Vuelve a plantearse en México el mismo dilema de 2016 a 2020, cuando la primera presidencia de Donald Trump. Entonces, el presidente Andrés Manuel López Obrador, duro crítico del magnate de Nueva York cuando era candidato opositor —de hecho, escribió un libro titulado Oye, Trump (2017)— propuso enfrentar la amenaza asumiendo el rol de “amigo de Trump”.
A pesar del derroche de racismo antimexicano en el discurso y la acción de Trump, AMLO negó que fuera así. Dio por la válida la fantasía de que Trump era “respetuoso” con México y se concentró en sacar adelante el T-MEC, que su cancillería presentó como confirmación de un “ADN norteamericano”, durante el llamado Plan de Acción del Entendimiento Bicentenario.

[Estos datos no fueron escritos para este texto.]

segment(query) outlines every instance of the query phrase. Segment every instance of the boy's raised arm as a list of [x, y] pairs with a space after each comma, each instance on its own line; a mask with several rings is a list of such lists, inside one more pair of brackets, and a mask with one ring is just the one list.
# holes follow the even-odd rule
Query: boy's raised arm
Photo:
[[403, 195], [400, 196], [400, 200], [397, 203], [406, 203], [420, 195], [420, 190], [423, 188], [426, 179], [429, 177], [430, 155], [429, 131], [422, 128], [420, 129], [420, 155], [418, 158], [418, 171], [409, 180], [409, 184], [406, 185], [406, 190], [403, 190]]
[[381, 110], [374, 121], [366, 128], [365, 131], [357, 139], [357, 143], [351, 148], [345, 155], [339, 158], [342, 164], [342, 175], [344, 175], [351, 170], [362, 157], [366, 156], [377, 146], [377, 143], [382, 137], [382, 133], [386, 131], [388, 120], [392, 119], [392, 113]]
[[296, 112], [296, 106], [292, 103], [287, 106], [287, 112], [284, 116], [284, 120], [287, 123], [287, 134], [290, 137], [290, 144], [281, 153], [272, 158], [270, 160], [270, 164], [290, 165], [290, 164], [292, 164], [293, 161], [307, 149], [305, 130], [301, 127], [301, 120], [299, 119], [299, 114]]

En política exterior, López Obrador también acompañó su acercamiento a Trump suscribiendo la guerra comercial contra China y compensando su apuesta por la integración a América del Norte a través de ciertos diferendos con gobiernos de la región y una complicidad diplomática con las izquierdas más autoritarias de América Latina y el Caribe.
El cierre de filas
Hasta ahora, a juzgar por el reciente Plan México, el gobierno de Claudia Sheinbaum parece seguir la misma ruta: integración norteamericana como prioridad, subestimación deliberada de la agresividad de Trump, llamado a sustitución de importaciones de China y protección diplomática de las autocracias latinoamericanas.
Pero habría dos diferencias importantes que vale la pena observar: la Presidenta no ha sido discursivamente confrontacional con las derechas gobernantes en América Latina y tampoco aspira a ser considerada “amiga” de Trump. Pueden parecer nimias esas diferencias, pero en el mediano plazo podrían resultar decisivas.

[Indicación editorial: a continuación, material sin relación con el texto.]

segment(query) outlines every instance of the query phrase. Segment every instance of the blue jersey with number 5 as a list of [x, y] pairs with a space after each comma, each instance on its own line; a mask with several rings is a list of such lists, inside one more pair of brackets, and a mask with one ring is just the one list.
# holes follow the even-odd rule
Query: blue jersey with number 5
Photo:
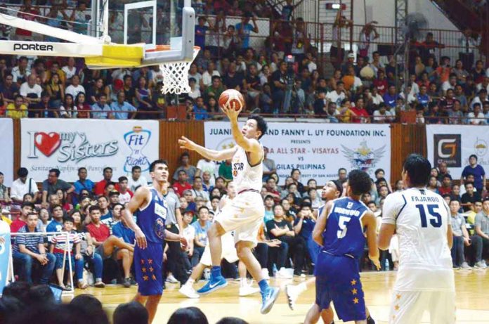
[[361, 257], [365, 245], [361, 219], [367, 210], [363, 202], [348, 197], [334, 200], [322, 233], [322, 251]]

El énfasis que se pone en la protección de los migrantes y de los ciudadanos mexicoamericanos no introduce mayores discontinuidades. Desde el gobierno de Vicente Fox ésa es una línea de acción de la política exterior del Estado mexicano. El verdadero cambio debería registrarse en la política hacia los migrantes de paso por el territorio mexicano; por ejemplo, cese de deportaciones, mayor prevención contra abusos y una ofensiva de derechos humanos en estaciones del INM.
Lo que nunca queda claro, más allá del continuismo ideológico, es por qué las compensaciones a la apuesta por la integración norteamericana deben seguir la misma lógica que en la administración anterior. Por qué, por ejemplo, no se contempla un relanzamiento de la relación con la Unión Europea o con la región de Asia Pacífico, como se hizo hasta el gobierno de Enrique Peña Nieto.
En América Latina, la pregunta básica sería más o menos así: ¿por qué, si se quiere profundizar o acelerar la integración de Norteamérica, con Trump en la Casa Blanca, no se consolida la alianza con los gobiernos del nuevo progresismo, como los de Brasil, Colombia, Chile y Guatemala, y se toma distancia, a la vez, de las autocracias bolivarianas y de las nuevas derechas trumpistas?